The HPCDM Procedure(Experimental)

Parameter Perturbation Analysis

It is important to realize that most of the parameters of the frequency and severity models are estimated and there is uncertainty associated with the parameter estimates. Any compound distribution estimate that is computed by using these uncertain parameter estimates is inherently uncertain. The aggregate loss sample that is simulated by using the mean estimates of the parameters is just one possible sample from the compound distribution. If information about parameter uncertainty is available, then it is recommended that you conduct parameter perturbation analysis that generates multiple samples of the compound distribution, in which each sample is simulated by using a set of perturbed parameter estimates. You can use the NPERTURBEDSAMPLES= option in the PROC HPCDM statement to specify the number of perturbed samples to be generated. The set of perturbed parameter estimates is created by making a random draw of the parameter values from their joint probability distribution. If you specify NPERTURBEDSAMPLES=P, then PROC HPCDM creates P sets of perturbed parameters and each set is used to simulate a full aggregate sample. The summary analysis of P such aggregate loss samples results in a set of P estimates for each summary statistic and percentile of the compound distribution. The mean and standard deviation of this set of P estimates quantify the uncertainty that is associated with the compound distribution.

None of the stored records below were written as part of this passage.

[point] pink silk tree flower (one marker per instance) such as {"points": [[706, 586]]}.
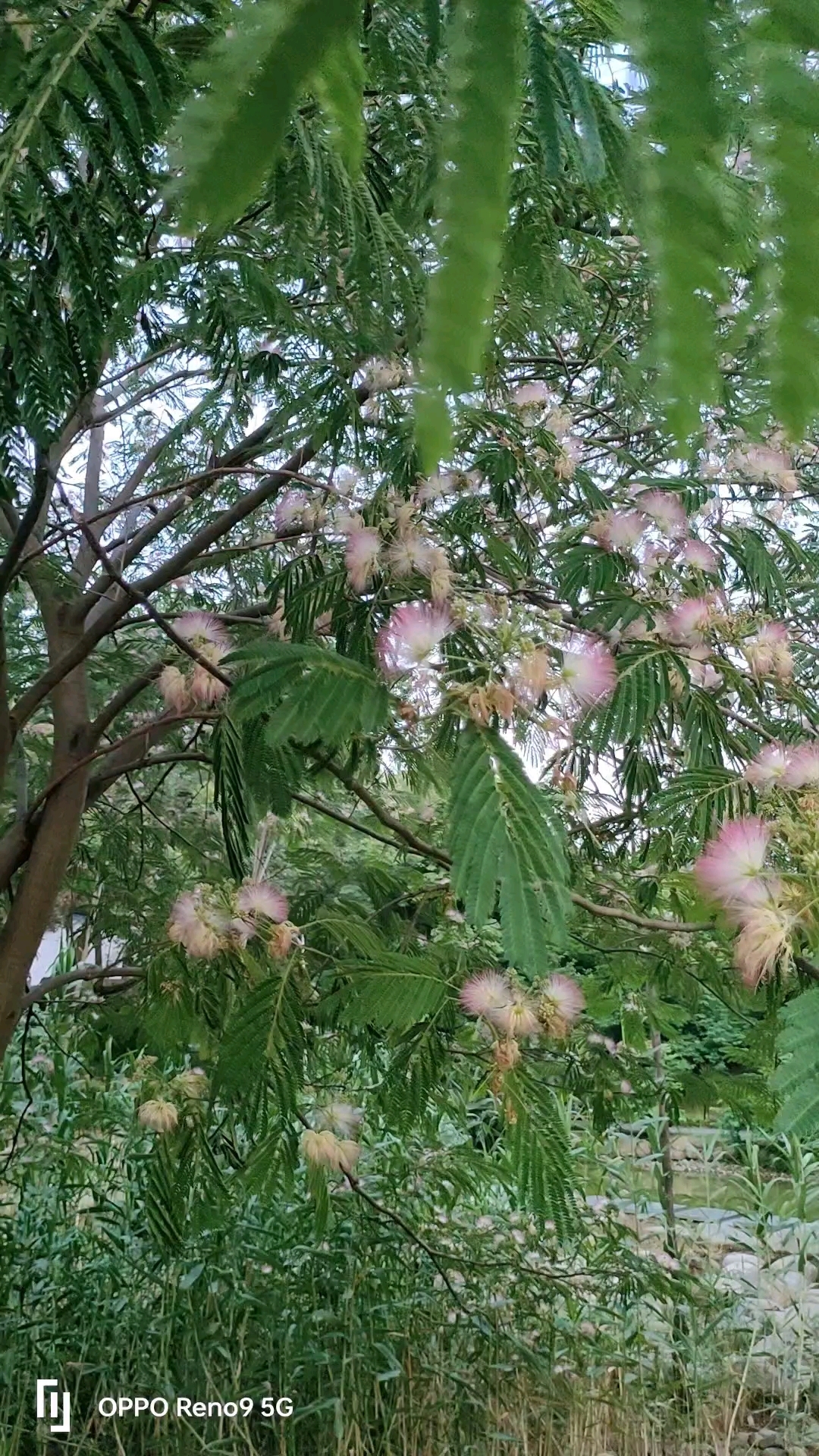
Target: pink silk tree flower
{"points": [[701, 557], [768, 654], [560, 1005], [174, 688], [618, 530], [770, 766], [589, 670], [732, 867], [411, 637], [202, 629], [259, 897], [485, 995], [689, 620], [764, 941], [362, 557], [519, 1018], [206, 689], [199, 927], [667, 511], [802, 770]]}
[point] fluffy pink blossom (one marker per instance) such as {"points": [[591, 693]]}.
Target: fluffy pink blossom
{"points": [[174, 688], [701, 557], [532, 674], [560, 1005], [770, 766], [704, 674], [569, 457], [667, 510], [485, 995], [407, 554], [206, 689], [768, 465], [618, 530], [537, 394], [768, 653], [763, 943], [732, 867], [519, 1018], [362, 557], [260, 897], [290, 510], [411, 637], [328, 1150], [199, 927], [689, 620], [202, 629], [802, 770], [589, 670], [653, 558]]}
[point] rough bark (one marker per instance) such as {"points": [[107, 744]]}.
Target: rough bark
{"points": [[55, 836]]}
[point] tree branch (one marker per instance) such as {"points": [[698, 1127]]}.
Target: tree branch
{"points": [[96, 973]]}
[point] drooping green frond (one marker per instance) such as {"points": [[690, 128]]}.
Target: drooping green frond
{"points": [[234, 128], [395, 993], [538, 1150], [311, 693], [790, 126], [503, 827], [642, 689], [229, 792], [678, 49], [340, 83], [472, 207], [796, 1079]]}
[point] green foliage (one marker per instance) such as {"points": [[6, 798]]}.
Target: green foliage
{"points": [[231, 133], [676, 46], [798, 1075], [538, 1150], [503, 827], [312, 695], [472, 207]]}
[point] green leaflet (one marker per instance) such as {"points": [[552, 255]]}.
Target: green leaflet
{"points": [[689, 237], [544, 92], [312, 693], [642, 689], [503, 827], [538, 1150], [231, 133], [472, 206], [395, 995], [229, 794], [790, 105], [796, 1079], [338, 86]]}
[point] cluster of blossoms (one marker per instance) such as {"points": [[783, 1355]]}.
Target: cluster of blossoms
{"points": [[333, 1145], [206, 922], [733, 873], [767, 463], [513, 1014], [588, 673], [197, 688], [409, 552], [768, 654], [534, 400], [792, 766], [159, 1114], [623, 530], [411, 635]]}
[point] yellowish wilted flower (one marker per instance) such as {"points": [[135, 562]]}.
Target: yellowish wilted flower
{"points": [[158, 1116]]}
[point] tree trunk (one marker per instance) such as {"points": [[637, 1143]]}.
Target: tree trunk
{"points": [[55, 835]]}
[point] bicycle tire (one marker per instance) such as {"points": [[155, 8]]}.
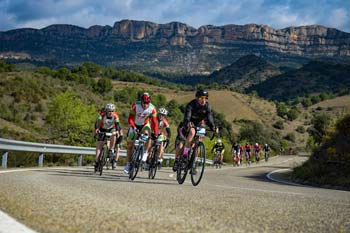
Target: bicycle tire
{"points": [[182, 169], [153, 164], [135, 163], [102, 158], [198, 163]]}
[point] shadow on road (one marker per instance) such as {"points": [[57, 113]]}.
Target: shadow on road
{"points": [[117, 176]]}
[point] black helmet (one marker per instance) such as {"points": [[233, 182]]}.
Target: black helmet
{"points": [[202, 92], [145, 98]]}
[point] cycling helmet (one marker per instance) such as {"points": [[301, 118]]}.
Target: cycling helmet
{"points": [[163, 111], [110, 107], [145, 98], [202, 92]]}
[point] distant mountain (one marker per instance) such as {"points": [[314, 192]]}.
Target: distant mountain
{"points": [[313, 78], [243, 73], [173, 47]]}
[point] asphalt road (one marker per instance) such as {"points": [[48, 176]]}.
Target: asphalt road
{"points": [[227, 200]]}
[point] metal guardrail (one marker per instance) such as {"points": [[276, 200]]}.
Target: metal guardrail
{"points": [[14, 145]]}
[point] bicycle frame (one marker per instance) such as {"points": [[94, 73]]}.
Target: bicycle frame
{"points": [[136, 158]]}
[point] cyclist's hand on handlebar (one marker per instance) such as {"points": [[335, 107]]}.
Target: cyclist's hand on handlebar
{"points": [[190, 124]]}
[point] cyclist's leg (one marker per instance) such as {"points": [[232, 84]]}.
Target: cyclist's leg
{"points": [[189, 138], [146, 129], [131, 136]]}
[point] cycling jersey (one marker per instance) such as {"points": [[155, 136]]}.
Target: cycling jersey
{"points": [[196, 113], [257, 148], [218, 147], [164, 125], [106, 123], [139, 117]]}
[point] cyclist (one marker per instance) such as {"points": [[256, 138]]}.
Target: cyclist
{"points": [[142, 118], [267, 151], [257, 149], [196, 113], [248, 155], [163, 124], [219, 147], [107, 121], [241, 151], [236, 150]]}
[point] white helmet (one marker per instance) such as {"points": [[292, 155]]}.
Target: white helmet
{"points": [[163, 111], [110, 107]]}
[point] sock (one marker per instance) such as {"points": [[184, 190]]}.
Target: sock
{"points": [[186, 149]]}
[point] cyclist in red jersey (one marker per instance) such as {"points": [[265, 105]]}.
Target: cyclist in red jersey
{"points": [[107, 121], [142, 118]]}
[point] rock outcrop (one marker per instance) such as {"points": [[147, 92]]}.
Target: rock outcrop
{"points": [[175, 46]]}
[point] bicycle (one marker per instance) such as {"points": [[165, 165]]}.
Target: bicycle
{"points": [[217, 159], [267, 156], [104, 157], [136, 159], [153, 159], [195, 159]]}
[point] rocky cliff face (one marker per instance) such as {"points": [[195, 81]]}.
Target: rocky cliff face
{"points": [[175, 47]]}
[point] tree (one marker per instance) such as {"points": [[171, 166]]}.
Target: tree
{"points": [[282, 109], [104, 85], [70, 120], [318, 130]]}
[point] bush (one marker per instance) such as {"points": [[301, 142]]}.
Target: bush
{"points": [[278, 125], [290, 137], [300, 129]]}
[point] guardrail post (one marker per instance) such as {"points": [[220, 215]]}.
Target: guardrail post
{"points": [[41, 160], [4, 159], [80, 160]]}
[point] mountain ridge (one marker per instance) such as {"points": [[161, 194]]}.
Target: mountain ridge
{"points": [[173, 47]]}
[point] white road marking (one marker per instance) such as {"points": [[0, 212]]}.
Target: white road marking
{"points": [[9, 224], [268, 176]]}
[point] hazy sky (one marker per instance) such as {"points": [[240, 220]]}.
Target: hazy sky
{"points": [[85, 13]]}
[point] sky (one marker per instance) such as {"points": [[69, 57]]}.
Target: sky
{"points": [[85, 13]]}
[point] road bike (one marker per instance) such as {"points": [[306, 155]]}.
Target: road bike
{"points": [[154, 156], [267, 156], [139, 146], [194, 161], [217, 159], [105, 158]]}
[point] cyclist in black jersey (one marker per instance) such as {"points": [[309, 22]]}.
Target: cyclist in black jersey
{"points": [[219, 147], [197, 112]]}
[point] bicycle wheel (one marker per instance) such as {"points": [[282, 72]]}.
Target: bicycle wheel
{"points": [[153, 164], [198, 163], [182, 169], [102, 159], [135, 163]]}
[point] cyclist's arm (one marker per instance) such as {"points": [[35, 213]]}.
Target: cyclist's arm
{"points": [[168, 131], [154, 123], [210, 118], [188, 114], [131, 118]]}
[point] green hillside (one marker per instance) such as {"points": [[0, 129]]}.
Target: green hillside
{"points": [[312, 79], [244, 72]]}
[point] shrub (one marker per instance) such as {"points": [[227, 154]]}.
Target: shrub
{"points": [[278, 125], [300, 129]]}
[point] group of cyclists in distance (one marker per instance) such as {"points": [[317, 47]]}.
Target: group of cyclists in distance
{"points": [[144, 118]]}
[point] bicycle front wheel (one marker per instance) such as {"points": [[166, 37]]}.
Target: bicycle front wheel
{"points": [[182, 169], [135, 163], [198, 163], [153, 164], [102, 159]]}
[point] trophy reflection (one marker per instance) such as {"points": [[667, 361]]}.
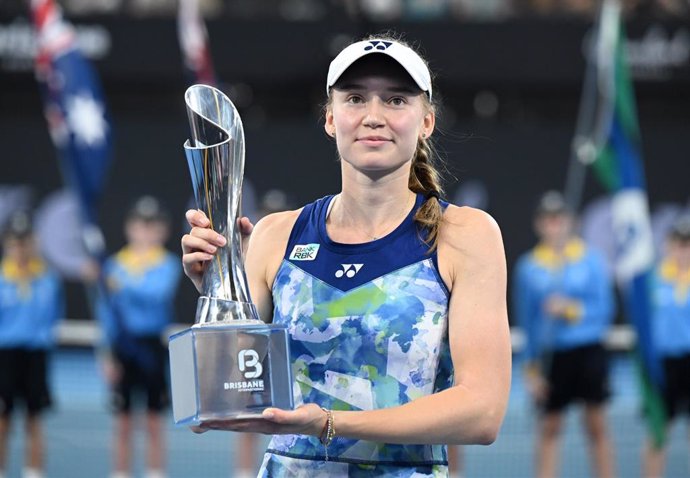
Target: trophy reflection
{"points": [[229, 364]]}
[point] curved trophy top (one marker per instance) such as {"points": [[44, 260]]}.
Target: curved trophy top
{"points": [[213, 118], [215, 156]]}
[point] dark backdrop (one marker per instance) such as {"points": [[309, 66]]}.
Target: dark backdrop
{"points": [[275, 71]]}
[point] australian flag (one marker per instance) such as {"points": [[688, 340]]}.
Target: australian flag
{"points": [[74, 107]]}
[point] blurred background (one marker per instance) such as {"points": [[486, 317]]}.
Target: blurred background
{"points": [[509, 74]]}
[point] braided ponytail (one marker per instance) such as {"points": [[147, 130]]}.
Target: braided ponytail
{"points": [[425, 179]]}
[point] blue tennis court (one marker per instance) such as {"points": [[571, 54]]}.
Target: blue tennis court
{"points": [[78, 433]]}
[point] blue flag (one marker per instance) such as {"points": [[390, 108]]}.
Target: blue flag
{"points": [[74, 107], [609, 139]]}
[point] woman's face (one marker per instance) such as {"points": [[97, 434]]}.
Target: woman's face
{"points": [[377, 115]]}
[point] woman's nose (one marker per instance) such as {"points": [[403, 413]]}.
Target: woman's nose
{"points": [[374, 116]]}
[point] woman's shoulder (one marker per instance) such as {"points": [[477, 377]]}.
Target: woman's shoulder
{"points": [[275, 227], [464, 227]]}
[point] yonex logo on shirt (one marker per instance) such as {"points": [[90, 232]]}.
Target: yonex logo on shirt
{"points": [[304, 252], [348, 270]]}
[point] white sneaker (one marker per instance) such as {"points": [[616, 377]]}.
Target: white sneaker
{"points": [[120, 474], [155, 474], [32, 473], [244, 474]]}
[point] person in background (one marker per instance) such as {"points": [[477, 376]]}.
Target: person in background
{"points": [[141, 281], [31, 303], [671, 332], [564, 303]]}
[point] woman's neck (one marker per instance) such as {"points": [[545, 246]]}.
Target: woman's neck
{"points": [[367, 209]]}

The parameter uncertainty information is available in the form of either the variance-covariance matrix of the parameter estimates or standard errors of the parameters estimates. If the variance-covariance matrix is available and is positive definite, then PROC HPCDM assumes that the joint probability distribution of the parameter estimates is a multivariate normal distribution, $\mathcal{N}(\bmu , \Sigma )$, where the mean vector $\bmu $ is the set of point parameter estimates and $\Sigma $ is the variance-covariance matrix. If the variance-covariance matrix is not available or is not positive definite, then PROC HPCDM assumes that each parameter has a univariate normal distribution, $\mathcal{N}(\mu , \sigma ^2)$, where $\mu $ is the point estimate of the parameter and $\sigma $ is the standard error of the parameter estimate.

For severity models, the point parameter estimates are expected to be available in the SEVERITYEST= data set in observations for which _TYPE_='EST', the standard errors are expected to be available in the SEVERITYEST= data set in observations for which _TYPE_='STDERR', and the variance-covariance matrix is expected to be available in the SEVERITYEST= data set in observations for which _TYPE_='COV'. If you use the SEVERITY procedure to create the SEVERITYEST= data set, then you need to specify the COVOUT option in the PROC SEVERITY statement to make the variance-covariance estimates available in the SEVERITYEST= data set.

For the frequency model, you must use the COUNTREG procedure to create the COUNTSTORE= item store, which always contains the point estimates, standard errors, and variance-covariance matrix of the parameters.

If you specify the ADJUSTEDSEVERITY= option in the PROC HPCDM statement, then a separate perturbation analysis is conducted for the distribution of the aggregate adjusted loss.